Après ce moment déci­sif, le mou­ve­ment n’a cessé de croître et de s’internationaliser, par­tout au Canada, aux États-Unis et même en Europe, cer­taines com­mu­nau­tés autoch­tones, des syn­di­cats, des muni­ci­pa­li­tés, des fon­da­tions et des indi­vi­dus autoch­tones et non autoch­tones accep­tant fina­le­ment le fon­de­ment d’une stra­té­gie qui met­tait en avant notre droit à la terre. Aux États-Unis, notre cam­pagne a rebondi à la faveur du mou­ve­ment d’opposition aux pipe­lines qu’on vou­lait construire dans le cadre du projet Keystone XL. Nous avons fait le lien avec la nation Oglala dont les réserves d’eau étaient mena­cées. Des dizaines de nations autoch­tones se sont jointes à nous au Dakota du Sud, au Nebraska, en Oklahoma et au Texas. James Cameron, le réa­li­sa­teur du film Avatar (2009) nous a donné un coup de main. Dans les médias, le mes­sage qu’Avatar était une méta­phore des résis­tances autoch­tones en plein cœur des Amériques est devenu viral.
Plus tard, en réponse aux attaques du gou­ver­ne­ment Harper, le mou­ve­ment s’est encore étendu grâce au mou­ve­ment Idle No More. Des dizaines de mil­liers de per­sonnes ont répondu à l’appel des mili­tantes et des mili­tants autoch­tones. Les batailles légales que nous avons menées – plus de 170 pour­suites, presque toutes gagnées, devant la Cour suprême du Canada – ont porté leurs fruits. Devant res­pec­ter la Déclaration des Nations unies sur les droits des peuples autoch­tones et diverses conven­tions inter­na­tio­nales, les tri­bu­naux ont été obli­gés de vali­der les anciens trai­tés. Les attaques racistes contre nos droits, comme celle de Thomas Flanagan, conseiller de Stephen Harper, se sont retour­nées contre nos adver­saires. Nous avons dit et répété que nous étions dis­po­sés à par­ta­ger nos terres et nos abon­dantes res­sources avec tout le monde. Nous avons entre­pris des recherches pour démon­trer que le déve­lop­pe­ment de la région pou­vait se faire en dehors des pro­jets des­truc­teurs.

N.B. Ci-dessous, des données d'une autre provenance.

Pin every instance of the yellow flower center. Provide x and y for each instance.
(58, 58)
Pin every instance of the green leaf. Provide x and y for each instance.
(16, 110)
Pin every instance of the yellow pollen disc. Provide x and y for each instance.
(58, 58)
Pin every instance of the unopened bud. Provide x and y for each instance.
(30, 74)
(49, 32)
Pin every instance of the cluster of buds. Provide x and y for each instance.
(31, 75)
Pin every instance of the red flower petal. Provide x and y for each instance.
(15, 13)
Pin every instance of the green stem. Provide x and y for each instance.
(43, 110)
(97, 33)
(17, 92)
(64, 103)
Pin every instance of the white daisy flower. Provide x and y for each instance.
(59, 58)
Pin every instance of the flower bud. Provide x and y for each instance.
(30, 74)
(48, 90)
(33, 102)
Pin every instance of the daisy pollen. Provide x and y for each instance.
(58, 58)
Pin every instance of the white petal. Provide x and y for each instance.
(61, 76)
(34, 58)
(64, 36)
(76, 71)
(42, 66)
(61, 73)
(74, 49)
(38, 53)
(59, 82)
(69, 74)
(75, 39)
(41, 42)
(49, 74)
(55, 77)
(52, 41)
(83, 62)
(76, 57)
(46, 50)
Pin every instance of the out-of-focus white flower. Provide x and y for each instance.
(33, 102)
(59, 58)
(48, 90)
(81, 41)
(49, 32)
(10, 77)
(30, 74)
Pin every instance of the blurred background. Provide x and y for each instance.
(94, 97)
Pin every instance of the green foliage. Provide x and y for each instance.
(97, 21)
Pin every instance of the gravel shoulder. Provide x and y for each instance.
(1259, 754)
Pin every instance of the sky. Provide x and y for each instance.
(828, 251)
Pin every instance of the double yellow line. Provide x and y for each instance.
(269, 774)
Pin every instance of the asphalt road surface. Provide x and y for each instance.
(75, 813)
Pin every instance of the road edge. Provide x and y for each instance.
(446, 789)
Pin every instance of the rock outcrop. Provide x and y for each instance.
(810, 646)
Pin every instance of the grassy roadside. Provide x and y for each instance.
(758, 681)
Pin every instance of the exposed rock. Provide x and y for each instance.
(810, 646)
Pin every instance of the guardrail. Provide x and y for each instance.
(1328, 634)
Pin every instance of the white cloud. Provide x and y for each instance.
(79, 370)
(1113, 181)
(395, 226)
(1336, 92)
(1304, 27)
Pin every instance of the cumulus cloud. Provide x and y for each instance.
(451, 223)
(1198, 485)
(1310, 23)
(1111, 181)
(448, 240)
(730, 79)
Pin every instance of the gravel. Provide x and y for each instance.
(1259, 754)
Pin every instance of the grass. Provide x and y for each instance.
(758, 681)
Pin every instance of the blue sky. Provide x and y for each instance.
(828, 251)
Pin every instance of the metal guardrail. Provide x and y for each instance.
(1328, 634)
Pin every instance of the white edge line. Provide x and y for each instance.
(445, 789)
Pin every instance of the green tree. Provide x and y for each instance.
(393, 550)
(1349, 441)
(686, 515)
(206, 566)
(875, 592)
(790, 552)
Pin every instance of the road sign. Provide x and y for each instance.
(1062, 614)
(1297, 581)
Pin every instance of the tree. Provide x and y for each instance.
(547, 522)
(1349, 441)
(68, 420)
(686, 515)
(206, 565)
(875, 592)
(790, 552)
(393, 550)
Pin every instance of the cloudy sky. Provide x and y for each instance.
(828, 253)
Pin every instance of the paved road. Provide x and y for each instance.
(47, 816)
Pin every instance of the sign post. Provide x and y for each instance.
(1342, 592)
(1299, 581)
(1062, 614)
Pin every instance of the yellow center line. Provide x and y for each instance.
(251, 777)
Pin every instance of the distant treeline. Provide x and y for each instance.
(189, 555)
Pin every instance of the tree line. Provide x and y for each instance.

Aujourd’hui, les défis res­tent tou­jours très grands. L’ère de l’énergie à bon marché a encou­ragé une crois­sance éco­no­mique débri­dée qui ne tient nul­le­ment compte de l’environnement ni même des chan­ge­ments cli­ma­tiques. Tous ces pro­blèmes découlent du sys­tème capi­ta­liste et du dis­po­si­tif colo­nial sou­tenu par les empires et la chré­tienté dépen­dant du tra­vail des esclaves et des terres volées aux Autochtones.

Le leadership des femmes

Une des forces de notre mou­ve­ment autoch­tone est le fait qu’il soit en grande partie animé par des femmes. Ma nation crie est matriar­cale, ce qui donne aux femmes un rôle de pre­mier plan dans la lutte. Les poli­tiques éco­no­miques capi­ta­listes sont de toute évi­dence liées à la vio­lence per­pé­trée contre les femmes et les filles autoch­tones. Les femmes autoch­tones sont révol­tées contre les forces patriar­cales qui dominent l’économie et la scène poli­tique.
Nous savons l’étendue de la spo­lia­tion qui a frappé nos com­mu­nau­tés et volé les terres que le Créateur nous a don­nées en héri­tage. Plus tôt que tard, notre jour vien­dra. En atten­dant, nous nous orga­ni­sons et vivons nos vies en res­pec­tant nos prin­cipes. Nous vous invi­tons à nous rejoindre dans ce long voyage.